Gerontophilia

Give or take an “FLQ BBQ” tee-shirt, director Bruce LaBruce’s Gerontophilia seems more interested in being arch about controversy than deliberately provocative. Main character Lake (Pier-Gabriel Lajoie) meets and falls in love with Melvyn Peabody (Walter Borden), an 81-year-old man who lives at the assisted living home where he works. The strangest image in the film is a fantasy where Lake imagines himself, lit up by a strobe, licking the sore-infested flesh of Melvyn’s back. It’s a vampiric allusion that seems out of place—perhaps there were supposed to be more fantasy sequences but the rest of them were cut? Possibly because almost every actor in this film takes three times longer than necessary to say lines? Gerontophilia: a master class in the absent-minded pause.
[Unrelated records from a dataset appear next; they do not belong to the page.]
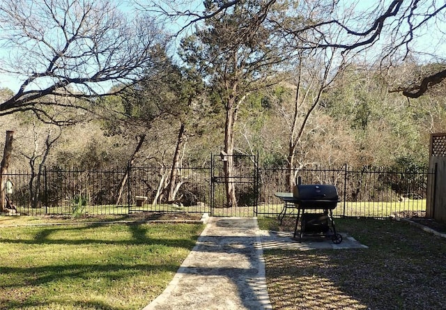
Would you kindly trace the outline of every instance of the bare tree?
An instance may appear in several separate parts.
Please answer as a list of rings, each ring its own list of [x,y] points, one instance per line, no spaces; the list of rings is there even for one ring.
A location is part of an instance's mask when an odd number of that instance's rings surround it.
[[[51,121],[47,106],[86,109],[66,98],[91,100],[107,94],[112,83],[134,83],[164,42],[150,18],[130,22],[112,1],[4,0],[0,43],[8,52],[0,72],[21,81],[0,102],[0,116],[31,110]]]
[[[183,41],[183,59],[201,72],[215,98],[224,108],[223,170],[228,207],[237,206],[233,182],[234,125],[247,97],[277,82],[275,69],[289,51],[275,36],[275,25],[266,22],[272,1],[240,1],[221,15],[206,20],[206,26]],[[213,11],[215,1],[206,1]],[[273,78],[272,77],[275,77]]]
[[[6,132],[6,139],[5,141],[5,148],[3,150],[3,160],[0,164],[0,212],[5,212],[6,206],[6,192],[5,177],[8,173],[9,167],[9,160],[13,153],[13,140],[14,137],[13,131]]]
[[[51,125],[49,125],[51,126]],[[21,148],[22,155],[28,160],[31,176],[28,187],[31,197],[31,208],[38,208],[41,194],[41,178],[43,169],[54,144],[59,139],[62,134],[63,127],[56,126],[45,127],[43,130],[38,128],[38,124],[33,123],[32,133],[33,148],[29,153],[26,153],[24,148]],[[45,132],[43,134],[43,132]],[[46,135],[46,137],[45,137]],[[42,141],[41,139],[45,141]]]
The cue-card listlessness of the dialogue makes it hard to love anything here; the bland story doesn’t help. LaBruce—an underground filmmaker, writer and actor based out of Toronto, most known for transgressing independent cinema by blending it with pornography—has suggested that Gerontophilia is his attempt to reach out to more mainstream audiences; for some reason the way this impulse manifests is that the story of Lake coming to terms with his love for older men closely parallels a fairly typical film dramatization of coming out. Of course coming out stories—even the relatively large amount of stories about men coming out as gay—are still hugely underrepresented in media. With that said, it’s hard not to think that this coming out story was deliberately framed within the beats of a story with which audiences are already somewhat familiar—and to which they know how to respond—to resist ageist reactions. Which isn’t a problem in and of itself; it’s just…everything here becomes formula, and outside of the gerontophilia of it all, LaBruce isn’t adding anything to the narrative. And because Lajoie (the audience surrogate who is supposed to be going through this experience) gives such a bland performance, disinterest sets in long before the film cuts to the political chase about whether or not you think 60 or so years is too large a gap for love to blossom.